Em nota assinada pelo presidente do partido, senador Aécio Neves (MG), um dos possíveis opositores da presidente Dilma Rousseff nas eleições do ano que vem, o PSDB se diz "confiante que os recursos apresentado pela defesa dos réus não terão capacidade para mudar esse julgamento". "A maioria dos brasileiros não só acompanhou, como aprovou, no ano passado, as condenações definidas pela Justiça brasileira", destacou o partido.
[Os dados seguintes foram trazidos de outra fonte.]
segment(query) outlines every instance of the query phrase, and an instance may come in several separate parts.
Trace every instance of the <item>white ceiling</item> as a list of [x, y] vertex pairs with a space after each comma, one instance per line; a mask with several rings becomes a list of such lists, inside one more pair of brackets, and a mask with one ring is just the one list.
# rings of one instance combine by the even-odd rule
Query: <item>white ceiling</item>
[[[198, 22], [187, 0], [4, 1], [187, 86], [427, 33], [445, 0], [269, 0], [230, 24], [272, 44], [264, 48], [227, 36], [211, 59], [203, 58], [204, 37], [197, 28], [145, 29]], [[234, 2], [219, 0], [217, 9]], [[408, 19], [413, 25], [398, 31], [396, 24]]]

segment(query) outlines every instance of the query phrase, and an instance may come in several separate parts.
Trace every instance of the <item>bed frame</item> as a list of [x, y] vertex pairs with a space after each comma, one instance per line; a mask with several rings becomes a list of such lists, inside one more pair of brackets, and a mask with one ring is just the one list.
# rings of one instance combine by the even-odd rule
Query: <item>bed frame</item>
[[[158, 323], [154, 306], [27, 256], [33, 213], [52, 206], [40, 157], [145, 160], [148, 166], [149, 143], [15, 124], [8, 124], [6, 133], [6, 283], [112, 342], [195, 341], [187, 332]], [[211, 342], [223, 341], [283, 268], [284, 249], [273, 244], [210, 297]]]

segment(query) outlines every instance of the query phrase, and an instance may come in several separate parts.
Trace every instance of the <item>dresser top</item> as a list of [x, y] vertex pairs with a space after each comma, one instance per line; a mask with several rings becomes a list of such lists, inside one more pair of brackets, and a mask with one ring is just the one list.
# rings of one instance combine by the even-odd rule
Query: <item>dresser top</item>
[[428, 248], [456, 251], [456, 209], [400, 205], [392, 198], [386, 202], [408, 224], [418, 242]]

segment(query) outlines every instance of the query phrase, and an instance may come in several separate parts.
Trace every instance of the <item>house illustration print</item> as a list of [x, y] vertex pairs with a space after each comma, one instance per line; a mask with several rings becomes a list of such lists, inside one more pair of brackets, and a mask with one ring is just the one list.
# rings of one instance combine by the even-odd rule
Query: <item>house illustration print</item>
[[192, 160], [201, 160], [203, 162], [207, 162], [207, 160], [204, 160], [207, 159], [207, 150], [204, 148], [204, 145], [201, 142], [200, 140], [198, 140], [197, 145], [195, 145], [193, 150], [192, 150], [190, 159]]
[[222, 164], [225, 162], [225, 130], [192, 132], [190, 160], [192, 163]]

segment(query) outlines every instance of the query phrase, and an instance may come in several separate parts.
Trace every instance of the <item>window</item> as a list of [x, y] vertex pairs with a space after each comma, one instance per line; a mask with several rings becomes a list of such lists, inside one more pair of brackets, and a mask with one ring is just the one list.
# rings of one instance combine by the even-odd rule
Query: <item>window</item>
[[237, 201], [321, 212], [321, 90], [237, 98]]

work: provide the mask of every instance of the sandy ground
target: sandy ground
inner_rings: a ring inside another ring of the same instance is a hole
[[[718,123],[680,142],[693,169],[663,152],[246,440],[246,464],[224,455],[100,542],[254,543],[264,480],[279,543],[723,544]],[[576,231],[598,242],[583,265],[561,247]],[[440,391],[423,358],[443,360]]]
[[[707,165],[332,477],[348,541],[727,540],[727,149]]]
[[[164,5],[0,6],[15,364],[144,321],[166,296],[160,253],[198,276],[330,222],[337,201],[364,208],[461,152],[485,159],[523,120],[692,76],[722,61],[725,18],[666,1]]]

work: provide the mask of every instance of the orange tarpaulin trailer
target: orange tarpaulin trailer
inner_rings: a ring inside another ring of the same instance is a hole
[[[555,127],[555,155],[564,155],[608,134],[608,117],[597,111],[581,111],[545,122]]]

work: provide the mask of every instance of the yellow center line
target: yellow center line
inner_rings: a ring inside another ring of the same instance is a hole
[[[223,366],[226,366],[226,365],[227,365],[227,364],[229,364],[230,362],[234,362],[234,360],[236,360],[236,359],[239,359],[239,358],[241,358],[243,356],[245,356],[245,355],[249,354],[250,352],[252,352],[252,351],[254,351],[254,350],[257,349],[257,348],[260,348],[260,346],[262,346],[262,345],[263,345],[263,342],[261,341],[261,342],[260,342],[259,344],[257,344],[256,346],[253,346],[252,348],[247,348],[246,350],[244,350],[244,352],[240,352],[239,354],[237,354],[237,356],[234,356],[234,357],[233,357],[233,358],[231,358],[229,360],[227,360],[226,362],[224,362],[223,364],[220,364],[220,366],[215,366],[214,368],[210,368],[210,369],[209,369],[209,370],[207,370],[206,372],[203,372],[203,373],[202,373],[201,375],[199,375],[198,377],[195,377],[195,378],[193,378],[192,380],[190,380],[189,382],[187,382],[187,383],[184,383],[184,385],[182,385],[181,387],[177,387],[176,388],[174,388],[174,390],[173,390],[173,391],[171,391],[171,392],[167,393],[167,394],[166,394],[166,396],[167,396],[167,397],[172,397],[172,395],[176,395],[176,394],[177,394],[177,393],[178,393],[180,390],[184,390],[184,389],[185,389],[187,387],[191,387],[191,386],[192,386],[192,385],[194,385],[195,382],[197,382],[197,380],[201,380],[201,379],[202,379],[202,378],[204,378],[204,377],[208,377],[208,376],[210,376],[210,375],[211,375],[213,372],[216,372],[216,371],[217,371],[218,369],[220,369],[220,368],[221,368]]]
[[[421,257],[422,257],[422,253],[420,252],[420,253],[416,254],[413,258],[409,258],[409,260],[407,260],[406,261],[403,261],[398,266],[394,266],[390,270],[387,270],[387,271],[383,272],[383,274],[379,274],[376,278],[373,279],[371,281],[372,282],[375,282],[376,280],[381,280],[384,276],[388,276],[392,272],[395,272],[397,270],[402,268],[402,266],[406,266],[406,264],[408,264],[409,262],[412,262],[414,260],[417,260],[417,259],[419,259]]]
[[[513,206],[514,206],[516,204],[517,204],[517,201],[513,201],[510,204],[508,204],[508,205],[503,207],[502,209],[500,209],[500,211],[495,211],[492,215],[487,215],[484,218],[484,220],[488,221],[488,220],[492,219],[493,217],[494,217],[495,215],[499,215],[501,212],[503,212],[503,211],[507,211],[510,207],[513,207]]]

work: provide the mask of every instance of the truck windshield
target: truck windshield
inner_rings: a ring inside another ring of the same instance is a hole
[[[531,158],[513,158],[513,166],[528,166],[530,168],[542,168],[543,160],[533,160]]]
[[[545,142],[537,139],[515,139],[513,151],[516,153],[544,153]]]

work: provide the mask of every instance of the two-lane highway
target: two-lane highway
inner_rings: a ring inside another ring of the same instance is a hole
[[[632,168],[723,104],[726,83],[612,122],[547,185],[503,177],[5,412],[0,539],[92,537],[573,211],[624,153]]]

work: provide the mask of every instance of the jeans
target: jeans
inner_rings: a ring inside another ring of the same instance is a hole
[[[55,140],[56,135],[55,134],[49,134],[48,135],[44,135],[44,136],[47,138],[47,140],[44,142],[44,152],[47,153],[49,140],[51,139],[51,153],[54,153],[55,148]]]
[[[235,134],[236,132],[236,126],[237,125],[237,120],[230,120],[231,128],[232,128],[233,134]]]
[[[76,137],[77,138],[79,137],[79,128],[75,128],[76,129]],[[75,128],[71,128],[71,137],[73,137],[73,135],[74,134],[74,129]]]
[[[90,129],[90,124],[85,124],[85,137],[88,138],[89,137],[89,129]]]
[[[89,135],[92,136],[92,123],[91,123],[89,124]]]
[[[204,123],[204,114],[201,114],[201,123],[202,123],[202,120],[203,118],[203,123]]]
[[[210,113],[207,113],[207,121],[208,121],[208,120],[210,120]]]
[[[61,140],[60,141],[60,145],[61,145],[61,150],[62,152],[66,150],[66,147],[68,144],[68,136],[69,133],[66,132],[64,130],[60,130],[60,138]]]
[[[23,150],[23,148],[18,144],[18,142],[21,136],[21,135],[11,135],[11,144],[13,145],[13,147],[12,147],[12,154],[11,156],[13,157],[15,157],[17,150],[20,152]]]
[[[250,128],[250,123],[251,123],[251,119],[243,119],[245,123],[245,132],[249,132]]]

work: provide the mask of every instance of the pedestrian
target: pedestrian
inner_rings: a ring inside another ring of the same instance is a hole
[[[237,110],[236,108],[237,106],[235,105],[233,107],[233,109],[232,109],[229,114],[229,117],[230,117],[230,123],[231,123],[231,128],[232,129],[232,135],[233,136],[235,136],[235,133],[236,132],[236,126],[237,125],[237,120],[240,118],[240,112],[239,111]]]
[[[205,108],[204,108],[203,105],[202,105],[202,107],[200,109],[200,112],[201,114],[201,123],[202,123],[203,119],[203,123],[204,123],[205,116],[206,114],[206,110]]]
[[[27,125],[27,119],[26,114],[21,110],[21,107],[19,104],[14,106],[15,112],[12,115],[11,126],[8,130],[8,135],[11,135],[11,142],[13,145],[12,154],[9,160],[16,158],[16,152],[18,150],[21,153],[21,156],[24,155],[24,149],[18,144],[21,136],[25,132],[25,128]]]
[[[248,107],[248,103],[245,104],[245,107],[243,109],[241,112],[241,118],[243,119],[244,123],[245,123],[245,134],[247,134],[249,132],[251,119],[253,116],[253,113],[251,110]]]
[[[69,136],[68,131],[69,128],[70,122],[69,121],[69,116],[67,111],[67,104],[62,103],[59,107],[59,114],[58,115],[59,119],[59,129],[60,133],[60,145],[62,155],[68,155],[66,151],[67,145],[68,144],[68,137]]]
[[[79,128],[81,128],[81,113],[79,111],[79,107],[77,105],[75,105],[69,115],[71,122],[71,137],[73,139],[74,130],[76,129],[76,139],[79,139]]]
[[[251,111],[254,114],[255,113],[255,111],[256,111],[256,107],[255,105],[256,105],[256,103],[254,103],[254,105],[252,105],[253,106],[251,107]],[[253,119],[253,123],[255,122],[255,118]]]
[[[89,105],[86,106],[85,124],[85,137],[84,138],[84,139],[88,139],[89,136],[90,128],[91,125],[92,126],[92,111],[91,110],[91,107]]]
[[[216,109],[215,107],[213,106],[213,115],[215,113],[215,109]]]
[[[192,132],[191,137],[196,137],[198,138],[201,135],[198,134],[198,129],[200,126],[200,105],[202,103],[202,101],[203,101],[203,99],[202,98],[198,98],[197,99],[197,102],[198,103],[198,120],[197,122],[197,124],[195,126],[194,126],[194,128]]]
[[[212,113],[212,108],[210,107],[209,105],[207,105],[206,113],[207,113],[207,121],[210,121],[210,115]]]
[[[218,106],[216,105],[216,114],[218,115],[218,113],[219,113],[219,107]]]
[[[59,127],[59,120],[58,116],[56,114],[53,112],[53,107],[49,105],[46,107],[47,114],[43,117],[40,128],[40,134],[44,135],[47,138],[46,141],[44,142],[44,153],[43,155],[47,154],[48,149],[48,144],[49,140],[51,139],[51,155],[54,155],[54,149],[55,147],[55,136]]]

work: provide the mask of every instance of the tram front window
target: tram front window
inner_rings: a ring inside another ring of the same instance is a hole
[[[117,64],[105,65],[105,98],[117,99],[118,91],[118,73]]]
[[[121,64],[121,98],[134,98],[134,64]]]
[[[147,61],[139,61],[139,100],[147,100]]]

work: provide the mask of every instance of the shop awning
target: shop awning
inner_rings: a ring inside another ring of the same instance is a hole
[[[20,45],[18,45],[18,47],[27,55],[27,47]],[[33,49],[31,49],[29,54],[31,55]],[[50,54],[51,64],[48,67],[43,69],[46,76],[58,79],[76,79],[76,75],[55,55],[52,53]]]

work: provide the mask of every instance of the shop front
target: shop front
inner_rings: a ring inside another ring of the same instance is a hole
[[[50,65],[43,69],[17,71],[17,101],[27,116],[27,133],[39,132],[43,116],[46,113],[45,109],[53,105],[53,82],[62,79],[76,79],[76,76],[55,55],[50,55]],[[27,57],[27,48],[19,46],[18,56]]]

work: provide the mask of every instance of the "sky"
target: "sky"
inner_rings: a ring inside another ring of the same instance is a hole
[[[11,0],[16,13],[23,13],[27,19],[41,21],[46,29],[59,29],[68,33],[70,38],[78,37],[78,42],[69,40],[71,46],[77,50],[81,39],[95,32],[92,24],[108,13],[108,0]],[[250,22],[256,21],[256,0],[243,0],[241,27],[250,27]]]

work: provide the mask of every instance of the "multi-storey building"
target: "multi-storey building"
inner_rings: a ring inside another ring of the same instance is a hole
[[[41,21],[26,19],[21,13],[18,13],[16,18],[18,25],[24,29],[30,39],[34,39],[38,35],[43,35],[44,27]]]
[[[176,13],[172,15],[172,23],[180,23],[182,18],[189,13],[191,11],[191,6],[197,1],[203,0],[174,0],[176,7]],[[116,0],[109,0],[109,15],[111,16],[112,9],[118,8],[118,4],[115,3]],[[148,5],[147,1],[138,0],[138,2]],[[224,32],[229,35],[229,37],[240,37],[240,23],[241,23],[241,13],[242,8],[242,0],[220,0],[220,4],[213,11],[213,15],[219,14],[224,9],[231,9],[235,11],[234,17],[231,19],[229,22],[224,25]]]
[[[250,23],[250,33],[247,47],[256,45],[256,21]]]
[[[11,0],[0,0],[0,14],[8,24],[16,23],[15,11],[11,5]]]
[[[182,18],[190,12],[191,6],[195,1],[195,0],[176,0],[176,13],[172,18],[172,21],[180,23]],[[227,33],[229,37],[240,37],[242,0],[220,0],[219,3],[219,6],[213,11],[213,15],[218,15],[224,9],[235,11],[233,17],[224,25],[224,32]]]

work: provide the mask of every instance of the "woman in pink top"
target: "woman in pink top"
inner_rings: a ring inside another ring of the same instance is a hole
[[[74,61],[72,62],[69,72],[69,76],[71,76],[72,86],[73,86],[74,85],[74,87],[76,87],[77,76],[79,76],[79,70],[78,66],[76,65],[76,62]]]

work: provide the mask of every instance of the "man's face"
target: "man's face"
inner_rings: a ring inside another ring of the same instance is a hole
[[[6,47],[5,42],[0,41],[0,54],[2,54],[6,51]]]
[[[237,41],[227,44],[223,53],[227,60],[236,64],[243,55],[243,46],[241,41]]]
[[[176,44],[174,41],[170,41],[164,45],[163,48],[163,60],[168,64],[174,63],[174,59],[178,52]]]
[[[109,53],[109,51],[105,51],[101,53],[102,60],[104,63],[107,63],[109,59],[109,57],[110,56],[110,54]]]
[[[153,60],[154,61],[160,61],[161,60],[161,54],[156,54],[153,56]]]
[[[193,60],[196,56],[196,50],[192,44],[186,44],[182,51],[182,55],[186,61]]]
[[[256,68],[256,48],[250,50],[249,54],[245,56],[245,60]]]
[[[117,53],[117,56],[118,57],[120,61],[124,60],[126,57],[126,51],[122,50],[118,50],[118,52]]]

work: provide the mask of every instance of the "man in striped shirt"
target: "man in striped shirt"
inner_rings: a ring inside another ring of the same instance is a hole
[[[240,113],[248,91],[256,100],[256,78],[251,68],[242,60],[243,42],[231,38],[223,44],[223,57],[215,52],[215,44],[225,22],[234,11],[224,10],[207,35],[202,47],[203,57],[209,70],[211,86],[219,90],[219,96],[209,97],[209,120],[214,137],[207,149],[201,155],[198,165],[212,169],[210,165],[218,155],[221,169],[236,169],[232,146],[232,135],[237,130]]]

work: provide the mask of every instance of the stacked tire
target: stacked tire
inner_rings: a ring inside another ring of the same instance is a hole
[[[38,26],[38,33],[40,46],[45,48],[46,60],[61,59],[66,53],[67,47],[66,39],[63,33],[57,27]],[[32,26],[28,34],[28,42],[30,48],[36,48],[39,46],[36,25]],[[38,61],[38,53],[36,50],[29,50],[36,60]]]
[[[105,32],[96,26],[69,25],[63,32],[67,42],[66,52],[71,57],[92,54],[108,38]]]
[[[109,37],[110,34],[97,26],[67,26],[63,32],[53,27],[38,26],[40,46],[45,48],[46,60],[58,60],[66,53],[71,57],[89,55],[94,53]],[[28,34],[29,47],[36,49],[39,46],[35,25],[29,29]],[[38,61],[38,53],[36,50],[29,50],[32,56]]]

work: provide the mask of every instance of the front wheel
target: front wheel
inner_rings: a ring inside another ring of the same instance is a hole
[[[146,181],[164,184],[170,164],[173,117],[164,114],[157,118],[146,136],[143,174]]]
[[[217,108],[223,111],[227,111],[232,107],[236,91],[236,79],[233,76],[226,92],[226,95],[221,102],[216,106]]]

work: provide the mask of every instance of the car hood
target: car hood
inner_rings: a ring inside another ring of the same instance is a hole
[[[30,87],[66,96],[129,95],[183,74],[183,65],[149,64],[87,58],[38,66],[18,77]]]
A sigla também pediu ao STF agilidade no julgamento dos embargos. "Acreditamos que o STF agirá em defesa dos interesses do Brasil, respeitando o direito dos réus, mas garantindo a agilidade necessária para que recursos apresentados por eles não acabem se transformando em uma brecha para a prescrição das penas impostas aos autores de crimes contra o País."

O líder do PSDB na Casa, senador Aloysio Nunes Ferreira(SP), se disse "decepcionado" com o voto do ministro Celso de Mello, dizendo preferir lembrar de sua posição durante o julgamento. "Quando o Celso de Mello proferiu o voto para analisar o mérito, se referiu ao mensalão como um dos maiores crimes da história do Brasil. Prefiro guardar na lembrança aquele voto", disse. Aloysio classificou a aceitação dos embargos como "irracional". "É irracional quando um colegiado profere uma decisão num sentido e decide rever esse mesmo posicionamento."

O presidente do DEM e líder da sigla no Senado, José Agripino (RN), afirmou que a decisão impopular que o STF tomou deve ser corrigida. A forma para isso, a seu ver, seria "encontrar caminhos que blindem a dosimetria das penas". "A sociedade no Brasil está impactada achando que o poderoso não vai para a cadeia. A Justiça está sob intensa interrogação, para não falar em grande descrédito. Os ministros precisam se reaglutinar e estabelecer premissas que não mexam com a dosimetria", criticou.